Here at Enough, we often swap emails with interesting articles and feature stories that we come across in our favorite publications and on our favorite websites. We wanted to share some of these stories with you as part of our effort to keep you up to date on what you need to know in the world of anti-genocide and crimes against humanity work.
The United Nations High Commissioner for Refugees (UNHCR) had announced its 2013 Nansen Refugee award recipient. This year’s award went to Sister Angelique Namaika, a Roman Catholic nun from the Democratic Republic of Congo. Sister Angelique has been working with displaced women in Dungu, a town in north-eastern DRC who had been sexually, physically, and emotionally abused by rebel groups including the Lord’s Resistance Army. She says, “I’ll never give up. I will do my best to give them back hope.”
In Mali, Ibrahim Boubacar Keita, also known as IBK, was formally inaugurated in the nation’s capital of Bamako following his victory in the August 11 election. IBK’s election was the first democratic election in Mali since 2007, and it marks a new beginning from the political and social unrest that has engulfed the nation since the fall of Amadou Toumani Toure in 2012.
Mobile communications can help bridge a huge knowledge gap and reimagine healthcare across Africa. MIT Technology Review highlights this recent phenonmenon, and digs into how cellphones are transforming healthcare on the continent . Author Seth Berkley writes:
"For the first time we are seeing good quality data that can tell us who is dying and from what, who is sick, and where clusters of disease are occurring. By removing the guesswork, this information has huge potential to inform global and national health strategies."
Amnesty International is demanding that Saif al-Islam al-Gaddafi, the son of former Libyan leader Muammar al-Gaddafi, and former intelligence chief Abdallah al-Senussi, be handed to the ICC despite Libyan authority’s insistence on trying them in Libya. Both men are facing charges for crimes against humanity by the court.
With Syria dominating headlines and understandably so, it is very important to go beyond the rhetoric and to understand the ugly reality of chemical weapons and why the world will be a better place without them.

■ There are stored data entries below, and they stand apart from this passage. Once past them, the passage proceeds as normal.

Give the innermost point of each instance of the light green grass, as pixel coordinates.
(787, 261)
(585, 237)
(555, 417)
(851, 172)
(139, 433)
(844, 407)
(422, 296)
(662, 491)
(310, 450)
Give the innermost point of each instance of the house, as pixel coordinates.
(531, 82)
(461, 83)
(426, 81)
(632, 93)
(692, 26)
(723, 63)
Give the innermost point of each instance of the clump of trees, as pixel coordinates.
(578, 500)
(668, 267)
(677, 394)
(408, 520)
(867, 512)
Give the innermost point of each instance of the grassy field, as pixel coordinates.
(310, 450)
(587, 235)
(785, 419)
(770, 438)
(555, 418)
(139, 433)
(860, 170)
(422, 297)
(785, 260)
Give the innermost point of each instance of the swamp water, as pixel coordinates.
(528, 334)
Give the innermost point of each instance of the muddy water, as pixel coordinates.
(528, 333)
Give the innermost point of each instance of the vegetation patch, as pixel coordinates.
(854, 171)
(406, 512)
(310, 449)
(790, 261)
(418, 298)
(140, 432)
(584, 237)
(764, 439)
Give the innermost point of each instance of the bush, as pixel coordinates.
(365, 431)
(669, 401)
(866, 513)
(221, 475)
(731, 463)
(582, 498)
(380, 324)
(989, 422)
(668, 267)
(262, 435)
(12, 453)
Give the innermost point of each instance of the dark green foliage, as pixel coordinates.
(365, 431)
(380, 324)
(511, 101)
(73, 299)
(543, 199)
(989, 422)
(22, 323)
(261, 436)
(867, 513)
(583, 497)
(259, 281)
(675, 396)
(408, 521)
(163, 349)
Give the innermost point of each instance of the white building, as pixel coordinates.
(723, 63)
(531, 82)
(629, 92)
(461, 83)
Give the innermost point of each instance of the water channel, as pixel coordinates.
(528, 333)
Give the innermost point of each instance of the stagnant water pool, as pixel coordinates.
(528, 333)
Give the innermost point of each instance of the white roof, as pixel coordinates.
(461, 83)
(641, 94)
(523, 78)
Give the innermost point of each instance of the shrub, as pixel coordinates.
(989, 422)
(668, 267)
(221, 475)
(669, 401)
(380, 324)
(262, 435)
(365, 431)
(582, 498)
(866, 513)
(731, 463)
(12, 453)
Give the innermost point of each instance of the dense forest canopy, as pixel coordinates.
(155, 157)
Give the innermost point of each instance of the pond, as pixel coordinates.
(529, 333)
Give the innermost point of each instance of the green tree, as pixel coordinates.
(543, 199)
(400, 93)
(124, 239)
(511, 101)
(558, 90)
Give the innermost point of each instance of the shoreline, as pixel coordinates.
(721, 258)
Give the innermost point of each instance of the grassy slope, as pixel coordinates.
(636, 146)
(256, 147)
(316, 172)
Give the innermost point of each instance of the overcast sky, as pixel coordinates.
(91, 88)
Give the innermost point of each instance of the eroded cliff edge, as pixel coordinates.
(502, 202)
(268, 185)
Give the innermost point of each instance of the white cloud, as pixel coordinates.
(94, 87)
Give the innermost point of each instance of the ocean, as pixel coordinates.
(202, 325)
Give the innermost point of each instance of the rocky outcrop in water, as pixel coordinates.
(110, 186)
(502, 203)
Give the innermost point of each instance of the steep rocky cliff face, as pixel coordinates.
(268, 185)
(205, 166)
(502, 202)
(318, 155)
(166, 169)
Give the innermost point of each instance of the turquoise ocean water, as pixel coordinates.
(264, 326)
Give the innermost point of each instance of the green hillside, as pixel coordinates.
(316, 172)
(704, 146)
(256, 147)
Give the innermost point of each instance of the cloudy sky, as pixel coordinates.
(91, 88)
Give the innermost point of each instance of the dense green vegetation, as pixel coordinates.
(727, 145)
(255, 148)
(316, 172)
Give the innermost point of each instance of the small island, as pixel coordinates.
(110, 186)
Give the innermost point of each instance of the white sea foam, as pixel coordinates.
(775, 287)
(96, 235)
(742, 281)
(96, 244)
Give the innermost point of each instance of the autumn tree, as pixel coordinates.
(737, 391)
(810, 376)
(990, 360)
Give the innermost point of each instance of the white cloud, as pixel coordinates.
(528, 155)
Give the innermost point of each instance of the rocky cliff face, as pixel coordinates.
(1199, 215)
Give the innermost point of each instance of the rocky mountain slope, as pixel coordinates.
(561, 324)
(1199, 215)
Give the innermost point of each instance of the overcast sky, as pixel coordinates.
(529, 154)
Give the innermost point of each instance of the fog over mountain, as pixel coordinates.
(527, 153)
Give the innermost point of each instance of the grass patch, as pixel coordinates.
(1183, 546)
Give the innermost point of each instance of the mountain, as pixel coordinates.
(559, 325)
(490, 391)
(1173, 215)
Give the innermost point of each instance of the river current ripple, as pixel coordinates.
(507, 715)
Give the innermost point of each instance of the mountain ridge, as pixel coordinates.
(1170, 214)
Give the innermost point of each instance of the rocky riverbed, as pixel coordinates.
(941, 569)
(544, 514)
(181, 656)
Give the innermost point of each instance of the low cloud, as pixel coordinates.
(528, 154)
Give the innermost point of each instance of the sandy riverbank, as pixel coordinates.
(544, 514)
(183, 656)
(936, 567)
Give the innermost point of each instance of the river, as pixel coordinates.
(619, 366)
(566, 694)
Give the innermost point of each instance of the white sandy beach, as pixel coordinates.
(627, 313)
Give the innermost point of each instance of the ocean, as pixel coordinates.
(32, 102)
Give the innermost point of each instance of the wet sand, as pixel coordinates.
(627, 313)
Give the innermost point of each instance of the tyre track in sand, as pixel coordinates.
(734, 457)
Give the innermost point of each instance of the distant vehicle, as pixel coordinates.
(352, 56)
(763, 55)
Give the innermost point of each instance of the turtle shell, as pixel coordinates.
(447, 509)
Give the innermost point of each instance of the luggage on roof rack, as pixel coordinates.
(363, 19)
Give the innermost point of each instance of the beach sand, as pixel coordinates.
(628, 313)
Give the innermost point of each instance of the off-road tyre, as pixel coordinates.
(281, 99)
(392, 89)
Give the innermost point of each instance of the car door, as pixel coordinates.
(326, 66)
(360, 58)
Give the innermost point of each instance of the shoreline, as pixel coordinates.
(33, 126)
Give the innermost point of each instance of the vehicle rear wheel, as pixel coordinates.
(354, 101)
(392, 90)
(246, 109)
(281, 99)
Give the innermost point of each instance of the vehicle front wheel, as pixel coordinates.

The Washington Post provides an infographic guide to the chemical weapons in Syria, highlighting what chemical weapons do to people and how they are delivered. The Washington Post's Max Fisher, writes:
"It also explains how chemical weapons are destroyed – a crucially important subject now that the U.S. and Russia have agreed in principle to a deal to remove Syria's chemical weapons outright, which would be no easy task in the middle of a civil war."